How the Supreme Court ultimately wrestles with the many issues that this major case raises will be a source of great speculation in coming weeks and months. The fact that the Court accepted this case for review in the first place implies that there may be a majority of justices who wish to make changes to its abortion jurisprudence. Otherwise, there would be no reason to accept the case. On the other hand, it only takes the vote of four Supreme Court justices to grant a Writ of Certiorari whereas it takes a vote of five justices to form a Supreme Court majority.

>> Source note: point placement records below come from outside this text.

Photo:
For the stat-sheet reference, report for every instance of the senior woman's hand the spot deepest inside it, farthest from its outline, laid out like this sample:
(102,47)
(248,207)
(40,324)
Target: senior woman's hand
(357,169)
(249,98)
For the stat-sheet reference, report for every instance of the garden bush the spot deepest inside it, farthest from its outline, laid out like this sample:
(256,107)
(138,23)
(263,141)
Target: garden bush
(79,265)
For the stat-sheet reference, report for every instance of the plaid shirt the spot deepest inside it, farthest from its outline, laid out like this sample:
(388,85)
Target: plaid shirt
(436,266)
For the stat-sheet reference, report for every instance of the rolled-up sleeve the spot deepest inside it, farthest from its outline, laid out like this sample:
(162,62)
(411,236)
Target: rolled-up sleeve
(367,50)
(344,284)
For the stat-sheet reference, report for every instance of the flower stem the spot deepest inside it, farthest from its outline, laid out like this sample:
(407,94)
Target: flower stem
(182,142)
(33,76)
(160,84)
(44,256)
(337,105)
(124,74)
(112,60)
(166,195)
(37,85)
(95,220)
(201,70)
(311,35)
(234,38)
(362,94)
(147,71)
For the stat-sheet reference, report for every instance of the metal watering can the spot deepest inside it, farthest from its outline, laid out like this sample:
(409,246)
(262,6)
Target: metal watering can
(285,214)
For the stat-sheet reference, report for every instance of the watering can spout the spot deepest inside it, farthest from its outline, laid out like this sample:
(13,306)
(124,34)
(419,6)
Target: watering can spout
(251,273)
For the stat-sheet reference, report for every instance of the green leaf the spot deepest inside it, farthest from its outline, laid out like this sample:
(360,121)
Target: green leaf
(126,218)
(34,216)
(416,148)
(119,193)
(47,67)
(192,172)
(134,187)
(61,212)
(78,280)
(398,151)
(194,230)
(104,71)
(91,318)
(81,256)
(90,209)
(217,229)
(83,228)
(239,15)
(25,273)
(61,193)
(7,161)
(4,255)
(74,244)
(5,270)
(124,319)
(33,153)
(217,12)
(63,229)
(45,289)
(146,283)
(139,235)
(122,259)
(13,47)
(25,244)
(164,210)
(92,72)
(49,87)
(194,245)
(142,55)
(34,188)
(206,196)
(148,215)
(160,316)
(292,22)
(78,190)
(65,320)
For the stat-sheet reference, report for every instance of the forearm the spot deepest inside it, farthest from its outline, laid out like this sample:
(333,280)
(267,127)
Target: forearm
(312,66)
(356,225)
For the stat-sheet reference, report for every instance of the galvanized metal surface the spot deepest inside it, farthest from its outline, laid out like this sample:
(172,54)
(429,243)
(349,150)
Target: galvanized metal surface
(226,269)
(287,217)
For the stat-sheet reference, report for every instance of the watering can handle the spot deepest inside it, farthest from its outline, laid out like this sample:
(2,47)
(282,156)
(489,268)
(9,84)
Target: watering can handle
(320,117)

There are six justices on the Supreme Court who were appointed by Republican presidents, at least five of whom are generally reliably conservative and seen as being pro-life. If these five (or six) justices decide to form a majority and issue a ruling making clear that states like Mississippi do have a right to limit pre-viability abortions as the Gestational Age Act proposes to do, will they provide any guidelines or limitations on their ability to do so, or will they leave this to future legal battles?
And what of the notion that this could be exactly the type of case that could lead to a reversal of Roe v Wade or subsequent decisions such as Planned Parenthood v. Casey? (Roe adopted a trimester framework and authorized abortions in the first trimester but Casey overturned that framework in favor of a viability analysis and an “undue burden” standard of review.) To be clear, the state of Mississippi has made it clear that this present case does not require the Supreme Court to overturn Roe or Casey, only to resolve the legal conflicts created by the previous cases. However, in a footnote to its filing, the state also makes it clear that if the Supreme Court finds that it cannot reconcile Roe and Casey with other precedents or scientific advancements showing a compelling state interest in fetal life far earlier in pregnancy than those cases contemplate, then “the Court should not retain erroneous precedent.”

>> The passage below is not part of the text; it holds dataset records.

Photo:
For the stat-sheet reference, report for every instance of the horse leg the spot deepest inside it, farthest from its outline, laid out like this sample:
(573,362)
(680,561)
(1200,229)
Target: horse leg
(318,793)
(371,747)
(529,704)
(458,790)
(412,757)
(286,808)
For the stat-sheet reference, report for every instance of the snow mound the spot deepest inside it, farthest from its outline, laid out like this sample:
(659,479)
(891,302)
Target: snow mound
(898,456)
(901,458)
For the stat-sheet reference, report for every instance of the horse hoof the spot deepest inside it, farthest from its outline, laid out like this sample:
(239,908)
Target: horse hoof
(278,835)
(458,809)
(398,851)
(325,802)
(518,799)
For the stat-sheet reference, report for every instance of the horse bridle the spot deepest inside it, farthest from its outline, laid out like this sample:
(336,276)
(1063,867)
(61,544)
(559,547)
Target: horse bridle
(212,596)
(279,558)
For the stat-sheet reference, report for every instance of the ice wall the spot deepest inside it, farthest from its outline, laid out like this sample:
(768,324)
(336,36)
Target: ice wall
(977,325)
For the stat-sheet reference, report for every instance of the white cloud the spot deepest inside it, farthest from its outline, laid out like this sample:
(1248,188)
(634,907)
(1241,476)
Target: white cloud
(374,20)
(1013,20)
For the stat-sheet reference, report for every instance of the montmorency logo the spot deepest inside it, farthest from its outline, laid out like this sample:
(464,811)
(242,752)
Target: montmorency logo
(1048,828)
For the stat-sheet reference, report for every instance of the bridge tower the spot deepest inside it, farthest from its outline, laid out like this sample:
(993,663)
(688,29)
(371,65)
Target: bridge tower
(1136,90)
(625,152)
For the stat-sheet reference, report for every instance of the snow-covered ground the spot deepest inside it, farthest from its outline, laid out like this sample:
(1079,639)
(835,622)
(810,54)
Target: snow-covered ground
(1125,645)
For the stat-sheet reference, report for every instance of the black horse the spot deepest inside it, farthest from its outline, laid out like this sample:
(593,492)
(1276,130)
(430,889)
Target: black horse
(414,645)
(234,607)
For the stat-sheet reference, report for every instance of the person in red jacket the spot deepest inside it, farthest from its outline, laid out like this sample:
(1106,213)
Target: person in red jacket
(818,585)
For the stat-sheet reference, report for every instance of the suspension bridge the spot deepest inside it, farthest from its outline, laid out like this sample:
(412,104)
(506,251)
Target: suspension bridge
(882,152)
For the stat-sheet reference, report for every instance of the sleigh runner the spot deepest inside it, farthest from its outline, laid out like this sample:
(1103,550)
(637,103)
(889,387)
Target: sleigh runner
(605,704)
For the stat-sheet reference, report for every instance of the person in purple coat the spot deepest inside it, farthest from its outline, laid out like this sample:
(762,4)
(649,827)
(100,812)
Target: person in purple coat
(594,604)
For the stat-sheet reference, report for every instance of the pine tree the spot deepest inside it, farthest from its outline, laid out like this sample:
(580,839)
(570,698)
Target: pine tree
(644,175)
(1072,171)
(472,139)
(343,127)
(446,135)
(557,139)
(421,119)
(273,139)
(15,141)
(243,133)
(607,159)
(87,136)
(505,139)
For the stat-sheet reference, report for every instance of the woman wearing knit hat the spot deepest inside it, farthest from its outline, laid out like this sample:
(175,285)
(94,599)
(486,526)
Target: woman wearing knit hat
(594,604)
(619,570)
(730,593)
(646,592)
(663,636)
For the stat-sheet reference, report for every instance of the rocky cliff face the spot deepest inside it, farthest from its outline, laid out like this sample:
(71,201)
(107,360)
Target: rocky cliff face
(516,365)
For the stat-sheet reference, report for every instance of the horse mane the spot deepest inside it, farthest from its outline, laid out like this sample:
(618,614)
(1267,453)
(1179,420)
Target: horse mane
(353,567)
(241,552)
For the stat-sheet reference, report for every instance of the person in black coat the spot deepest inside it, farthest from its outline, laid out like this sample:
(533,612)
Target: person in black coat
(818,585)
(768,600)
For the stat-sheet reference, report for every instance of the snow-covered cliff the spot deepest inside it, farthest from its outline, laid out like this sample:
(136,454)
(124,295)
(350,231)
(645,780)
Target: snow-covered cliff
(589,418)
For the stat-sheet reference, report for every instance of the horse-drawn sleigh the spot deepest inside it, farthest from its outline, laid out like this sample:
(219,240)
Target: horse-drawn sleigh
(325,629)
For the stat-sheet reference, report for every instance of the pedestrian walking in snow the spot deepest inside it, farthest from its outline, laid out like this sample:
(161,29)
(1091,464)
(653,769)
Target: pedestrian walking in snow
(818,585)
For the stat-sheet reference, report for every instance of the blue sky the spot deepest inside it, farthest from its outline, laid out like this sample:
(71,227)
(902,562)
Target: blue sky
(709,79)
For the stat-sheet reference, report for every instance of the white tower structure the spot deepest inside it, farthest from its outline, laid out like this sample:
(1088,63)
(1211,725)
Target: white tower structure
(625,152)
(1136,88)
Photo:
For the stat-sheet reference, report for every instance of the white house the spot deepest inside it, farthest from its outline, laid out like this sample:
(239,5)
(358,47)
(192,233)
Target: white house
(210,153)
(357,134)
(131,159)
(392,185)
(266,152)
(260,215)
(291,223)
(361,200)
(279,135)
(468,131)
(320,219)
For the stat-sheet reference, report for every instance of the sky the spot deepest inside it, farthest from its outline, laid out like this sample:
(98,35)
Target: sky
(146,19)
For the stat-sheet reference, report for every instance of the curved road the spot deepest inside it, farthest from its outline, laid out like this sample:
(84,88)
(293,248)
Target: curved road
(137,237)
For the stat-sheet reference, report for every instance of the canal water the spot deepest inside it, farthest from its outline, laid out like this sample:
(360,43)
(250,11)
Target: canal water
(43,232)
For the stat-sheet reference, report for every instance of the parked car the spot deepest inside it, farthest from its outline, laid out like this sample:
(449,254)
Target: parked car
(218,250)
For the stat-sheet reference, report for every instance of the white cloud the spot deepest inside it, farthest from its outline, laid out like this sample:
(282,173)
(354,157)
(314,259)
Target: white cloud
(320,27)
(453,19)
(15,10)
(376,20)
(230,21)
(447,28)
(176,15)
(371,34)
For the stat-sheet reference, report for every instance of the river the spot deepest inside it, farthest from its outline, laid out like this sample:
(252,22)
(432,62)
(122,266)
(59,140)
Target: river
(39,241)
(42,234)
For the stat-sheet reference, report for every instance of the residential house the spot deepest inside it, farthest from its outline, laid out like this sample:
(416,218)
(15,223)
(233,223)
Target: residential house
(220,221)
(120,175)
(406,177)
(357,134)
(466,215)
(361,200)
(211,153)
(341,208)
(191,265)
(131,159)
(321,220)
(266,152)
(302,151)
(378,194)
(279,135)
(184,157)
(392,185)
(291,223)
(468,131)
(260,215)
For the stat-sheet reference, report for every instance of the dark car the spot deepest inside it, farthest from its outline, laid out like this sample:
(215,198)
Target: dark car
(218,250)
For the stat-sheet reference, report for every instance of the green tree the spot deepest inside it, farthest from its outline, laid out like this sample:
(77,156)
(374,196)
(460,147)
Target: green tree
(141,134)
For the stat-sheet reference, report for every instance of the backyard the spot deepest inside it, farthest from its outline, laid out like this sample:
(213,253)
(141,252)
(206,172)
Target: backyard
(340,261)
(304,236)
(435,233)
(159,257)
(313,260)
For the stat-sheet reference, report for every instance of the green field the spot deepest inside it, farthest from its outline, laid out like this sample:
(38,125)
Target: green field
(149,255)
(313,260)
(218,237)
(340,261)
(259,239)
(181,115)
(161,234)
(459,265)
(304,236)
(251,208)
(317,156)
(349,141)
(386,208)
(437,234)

In others words, the Supreme Court is not required to overturn Roe and its progeny in order to reaffirm the right of states to prohibit abortions, but it’s fine with Mississippi (not to mention many other states and countless millions of Americans) if they do.

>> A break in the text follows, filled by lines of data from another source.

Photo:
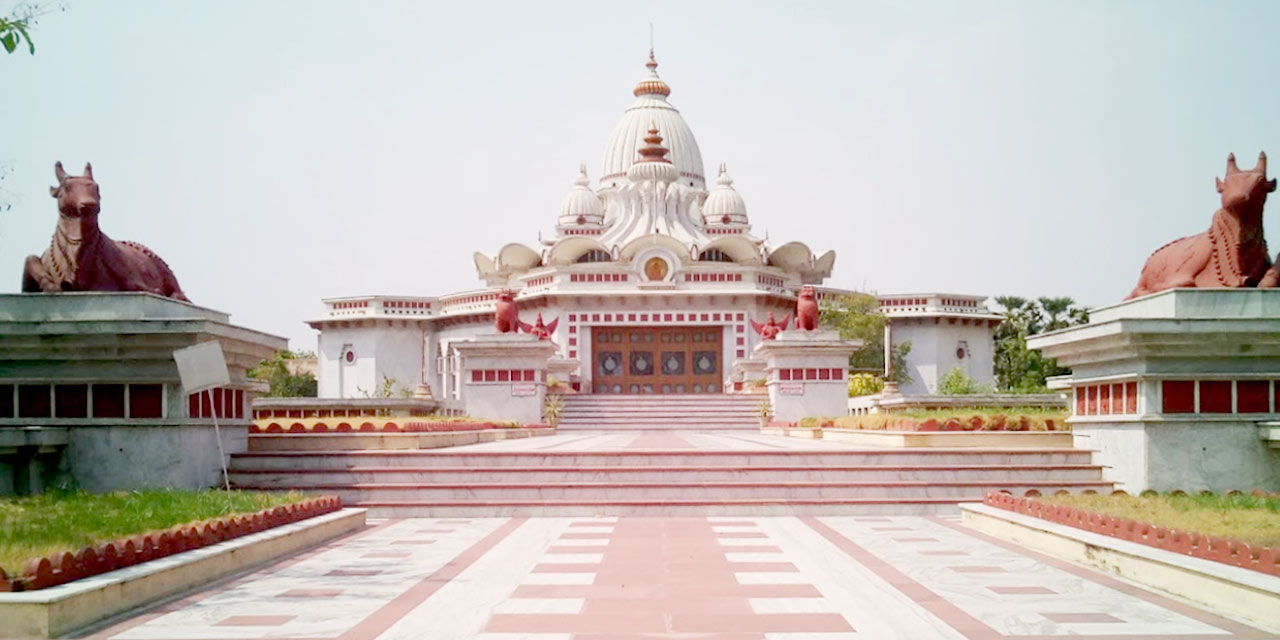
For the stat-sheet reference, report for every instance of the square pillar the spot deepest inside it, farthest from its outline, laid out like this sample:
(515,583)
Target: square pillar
(807,373)
(504,376)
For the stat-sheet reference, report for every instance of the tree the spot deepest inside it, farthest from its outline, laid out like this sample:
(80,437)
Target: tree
(16,28)
(284,383)
(958,382)
(1022,370)
(856,316)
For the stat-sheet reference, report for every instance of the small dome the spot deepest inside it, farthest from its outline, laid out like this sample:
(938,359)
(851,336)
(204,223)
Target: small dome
(723,205)
(581,205)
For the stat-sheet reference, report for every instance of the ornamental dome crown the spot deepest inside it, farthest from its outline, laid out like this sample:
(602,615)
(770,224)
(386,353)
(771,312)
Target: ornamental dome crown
(581,205)
(652,164)
(652,108)
(723,205)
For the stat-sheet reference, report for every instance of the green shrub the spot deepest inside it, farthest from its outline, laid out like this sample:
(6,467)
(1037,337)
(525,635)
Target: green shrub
(864,384)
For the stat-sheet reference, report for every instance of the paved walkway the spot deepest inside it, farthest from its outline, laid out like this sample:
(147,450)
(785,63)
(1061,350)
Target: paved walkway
(698,577)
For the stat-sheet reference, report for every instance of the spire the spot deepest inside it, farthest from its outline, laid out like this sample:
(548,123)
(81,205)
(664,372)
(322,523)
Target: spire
(723,181)
(652,85)
(653,151)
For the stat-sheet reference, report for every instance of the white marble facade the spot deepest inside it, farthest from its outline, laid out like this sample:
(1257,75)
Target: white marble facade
(652,246)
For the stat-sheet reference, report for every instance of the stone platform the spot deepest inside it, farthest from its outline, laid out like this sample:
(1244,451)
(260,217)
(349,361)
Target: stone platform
(667,474)
(667,577)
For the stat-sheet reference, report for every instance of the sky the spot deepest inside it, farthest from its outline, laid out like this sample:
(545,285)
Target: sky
(280,152)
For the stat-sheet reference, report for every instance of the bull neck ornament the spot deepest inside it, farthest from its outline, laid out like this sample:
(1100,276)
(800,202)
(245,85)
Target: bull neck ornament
(1233,252)
(82,257)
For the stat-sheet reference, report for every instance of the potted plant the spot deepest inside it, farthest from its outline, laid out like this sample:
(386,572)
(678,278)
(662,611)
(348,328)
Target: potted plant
(553,407)
(766,411)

This case will be heard by the Supreme Court this coming fall, with a decision expected in June 2022. Already, the political left is in a sheer panic. The online publication Slate writes that the “ultra conservative five-justice majority is prepared to move aggressively against Roe v Wade rather than tinker around the edges of abortion rights… it seems likely that the justices took this case for the express purpose of overturning Roe and allowing the government to enact draconian abortion bans that have been unconstitutional for nearly half a century.” The Daily Beast calls it “the perfect case to take away abortion rights.” The New York Times wrote that the case “could undermine the constitutional right [to abortion] established in Roe v Wade.”
There can be little doubt that the runup to the Supreme Court hearing in this case will entail extraordinarily heightened political action on both sides of the issue, with rallies, demonstrations and extensive advertising designed to shape public opinion. Depending on how the Supreme Court rules, there is a high likelihood that the case could also shape debate in the 2022 elections.
We will cover this major story as it develops.